It was the biggest cheating scandal to touch New York's Regents exams (named for the Board of Regents, the state's educational policymaking body) since they were introduced in 1878. The theft first came to official attention when a Brooklyn student reported that someone had tried to sell her the answers to some exams. Brooklyn District Attorney Eugene Gold's investigators soon discovered that "thousands" of hot answer keys were being marketed by student peddlers. Detectives eventually traced the purloined papers to Brooklyn's Solomon Schechter High School, where the seals on answers stored in the principal's office were found to have been tampered with. The D.A.'s office said that the heist had been committed by two college boys and two Solomon Schechter seniors who, said school officials, were among "the brightest students in the school."

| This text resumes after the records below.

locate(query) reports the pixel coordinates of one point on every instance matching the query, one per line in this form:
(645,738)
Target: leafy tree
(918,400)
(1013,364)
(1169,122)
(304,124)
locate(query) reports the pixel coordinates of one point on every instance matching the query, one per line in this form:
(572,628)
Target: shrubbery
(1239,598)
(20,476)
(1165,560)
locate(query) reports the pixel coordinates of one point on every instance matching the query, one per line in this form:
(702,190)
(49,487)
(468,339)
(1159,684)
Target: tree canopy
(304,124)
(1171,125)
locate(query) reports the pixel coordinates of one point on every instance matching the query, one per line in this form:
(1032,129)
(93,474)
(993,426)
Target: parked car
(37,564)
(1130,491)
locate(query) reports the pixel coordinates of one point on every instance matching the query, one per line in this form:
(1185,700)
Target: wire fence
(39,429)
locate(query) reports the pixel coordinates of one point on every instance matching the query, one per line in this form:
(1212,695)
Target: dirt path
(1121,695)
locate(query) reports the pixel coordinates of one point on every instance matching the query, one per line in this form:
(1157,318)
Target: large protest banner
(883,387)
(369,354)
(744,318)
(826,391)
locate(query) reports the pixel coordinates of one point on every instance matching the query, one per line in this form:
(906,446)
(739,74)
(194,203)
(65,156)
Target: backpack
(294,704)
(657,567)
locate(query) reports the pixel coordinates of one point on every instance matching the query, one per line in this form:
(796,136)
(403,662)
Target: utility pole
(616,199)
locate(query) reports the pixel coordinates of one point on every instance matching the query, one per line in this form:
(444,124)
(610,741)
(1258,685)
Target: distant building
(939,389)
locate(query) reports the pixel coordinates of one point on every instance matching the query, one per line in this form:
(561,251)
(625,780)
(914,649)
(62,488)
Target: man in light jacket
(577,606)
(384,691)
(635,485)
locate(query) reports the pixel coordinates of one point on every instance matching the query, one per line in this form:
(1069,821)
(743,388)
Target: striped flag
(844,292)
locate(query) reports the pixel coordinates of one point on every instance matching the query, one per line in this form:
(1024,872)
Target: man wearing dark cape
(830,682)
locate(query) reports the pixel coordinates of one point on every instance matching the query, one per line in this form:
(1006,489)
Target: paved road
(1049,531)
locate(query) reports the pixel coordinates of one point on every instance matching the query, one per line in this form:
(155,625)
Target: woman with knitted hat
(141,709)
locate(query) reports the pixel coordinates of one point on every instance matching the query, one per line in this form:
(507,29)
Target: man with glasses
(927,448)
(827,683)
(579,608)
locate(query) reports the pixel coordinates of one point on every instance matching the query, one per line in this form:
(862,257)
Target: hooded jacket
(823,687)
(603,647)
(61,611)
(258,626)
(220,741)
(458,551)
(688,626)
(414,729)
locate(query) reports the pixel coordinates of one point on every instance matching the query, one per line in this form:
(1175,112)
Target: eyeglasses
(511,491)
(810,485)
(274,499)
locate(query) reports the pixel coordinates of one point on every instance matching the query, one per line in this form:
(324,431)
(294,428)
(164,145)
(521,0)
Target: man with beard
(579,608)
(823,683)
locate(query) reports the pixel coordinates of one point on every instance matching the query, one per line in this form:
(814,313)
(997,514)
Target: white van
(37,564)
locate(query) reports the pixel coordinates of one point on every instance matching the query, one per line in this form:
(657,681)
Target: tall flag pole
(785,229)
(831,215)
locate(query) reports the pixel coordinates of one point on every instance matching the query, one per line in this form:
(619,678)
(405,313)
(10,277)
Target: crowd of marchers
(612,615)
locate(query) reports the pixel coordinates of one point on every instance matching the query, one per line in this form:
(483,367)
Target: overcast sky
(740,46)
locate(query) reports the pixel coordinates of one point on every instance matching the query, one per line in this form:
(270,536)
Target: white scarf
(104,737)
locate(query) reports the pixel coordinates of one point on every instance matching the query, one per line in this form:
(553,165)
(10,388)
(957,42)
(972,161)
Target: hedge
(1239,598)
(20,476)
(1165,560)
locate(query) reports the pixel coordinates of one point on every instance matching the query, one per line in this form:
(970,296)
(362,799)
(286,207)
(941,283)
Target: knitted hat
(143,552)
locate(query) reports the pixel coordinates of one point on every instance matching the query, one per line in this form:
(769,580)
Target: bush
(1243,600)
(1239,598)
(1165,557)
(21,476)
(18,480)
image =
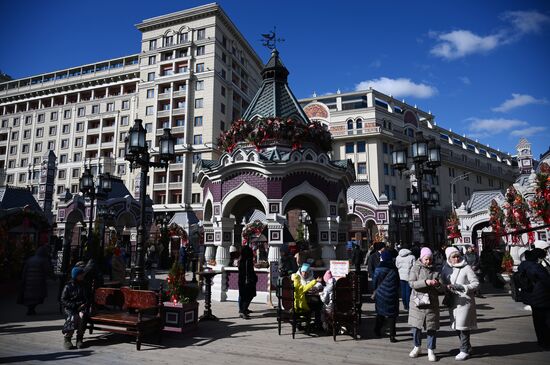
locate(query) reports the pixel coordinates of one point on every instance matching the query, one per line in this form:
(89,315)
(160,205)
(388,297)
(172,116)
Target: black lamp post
(90,190)
(137,153)
(106,215)
(162,221)
(426,156)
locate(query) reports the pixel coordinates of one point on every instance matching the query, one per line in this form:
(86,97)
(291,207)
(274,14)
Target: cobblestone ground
(505,336)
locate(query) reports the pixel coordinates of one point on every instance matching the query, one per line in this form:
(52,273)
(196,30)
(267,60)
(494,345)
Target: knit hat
(76,271)
(425,251)
(449,251)
(541,244)
(327,276)
(386,255)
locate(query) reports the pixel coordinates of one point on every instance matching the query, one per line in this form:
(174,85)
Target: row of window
(54,115)
(169,39)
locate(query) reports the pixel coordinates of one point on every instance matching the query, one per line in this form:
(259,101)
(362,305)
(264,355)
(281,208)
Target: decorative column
(328,238)
(275,239)
(223,237)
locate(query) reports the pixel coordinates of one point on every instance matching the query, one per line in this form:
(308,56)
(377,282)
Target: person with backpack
(534,282)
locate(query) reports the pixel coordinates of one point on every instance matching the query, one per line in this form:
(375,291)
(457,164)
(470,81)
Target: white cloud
(465,80)
(517,101)
(461,43)
(527,132)
(398,87)
(526,22)
(485,127)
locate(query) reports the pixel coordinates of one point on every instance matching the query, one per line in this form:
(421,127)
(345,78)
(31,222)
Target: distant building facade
(368,125)
(195,73)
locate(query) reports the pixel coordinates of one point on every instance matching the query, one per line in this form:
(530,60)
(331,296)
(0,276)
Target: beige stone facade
(195,73)
(368,125)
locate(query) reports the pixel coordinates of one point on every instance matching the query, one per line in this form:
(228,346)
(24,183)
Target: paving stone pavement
(505,336)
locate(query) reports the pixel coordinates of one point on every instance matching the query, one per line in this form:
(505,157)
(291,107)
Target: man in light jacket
(404,262)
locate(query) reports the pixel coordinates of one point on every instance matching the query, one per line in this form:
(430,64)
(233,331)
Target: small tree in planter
(180,301)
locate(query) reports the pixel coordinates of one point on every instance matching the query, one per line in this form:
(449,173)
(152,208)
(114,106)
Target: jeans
(464,337)
(405,293)
(417,338)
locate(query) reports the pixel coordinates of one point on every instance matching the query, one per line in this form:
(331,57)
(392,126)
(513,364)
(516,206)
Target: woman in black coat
(247,281)
(386,285)
(537,295)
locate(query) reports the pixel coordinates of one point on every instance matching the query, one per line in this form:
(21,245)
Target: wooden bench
(127,311)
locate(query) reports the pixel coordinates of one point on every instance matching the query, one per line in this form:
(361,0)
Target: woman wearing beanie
(462,282)
(424,305)
(386,289)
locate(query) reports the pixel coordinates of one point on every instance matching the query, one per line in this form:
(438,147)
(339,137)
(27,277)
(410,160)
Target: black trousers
(380,323)
(541,321)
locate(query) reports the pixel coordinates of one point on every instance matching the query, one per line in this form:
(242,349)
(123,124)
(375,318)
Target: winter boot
(415,352)
(67,344)
(431,355)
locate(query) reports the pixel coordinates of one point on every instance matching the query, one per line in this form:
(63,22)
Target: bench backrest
(139,299)
(126,298)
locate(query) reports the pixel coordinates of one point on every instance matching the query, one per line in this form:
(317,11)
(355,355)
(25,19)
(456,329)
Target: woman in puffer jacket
(462,282)
(404,262)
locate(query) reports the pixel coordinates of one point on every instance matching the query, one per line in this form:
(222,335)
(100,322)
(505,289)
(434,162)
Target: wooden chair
(285,307)
(344,312)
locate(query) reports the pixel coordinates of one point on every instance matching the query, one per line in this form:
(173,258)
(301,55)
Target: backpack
(523,284)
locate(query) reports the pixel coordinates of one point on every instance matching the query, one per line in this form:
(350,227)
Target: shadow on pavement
(55,356)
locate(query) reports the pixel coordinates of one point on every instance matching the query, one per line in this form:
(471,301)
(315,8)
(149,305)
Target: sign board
(339,268)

Scot Free. At the very least, they knew their Watergate history. The youths asked for and got immunity from prosecution because the authorities wanted to uncover what they thought to be a wide answer-stealing conspiracy before examination day. The quick grant of immunity was apparently made in the belief that the four conspirators would implicate others. But the youths, as it turned out, had pulled off the caper by themselves. They had jimmied the principal's desk, stolen the key to the strongbox, and photostated the answer sheets. The copies were then sold at prices as high as $50 apiece. The two Solomon Schechter seniors were expelled from school; otherwise, all four got away from the great exam robbery scot free.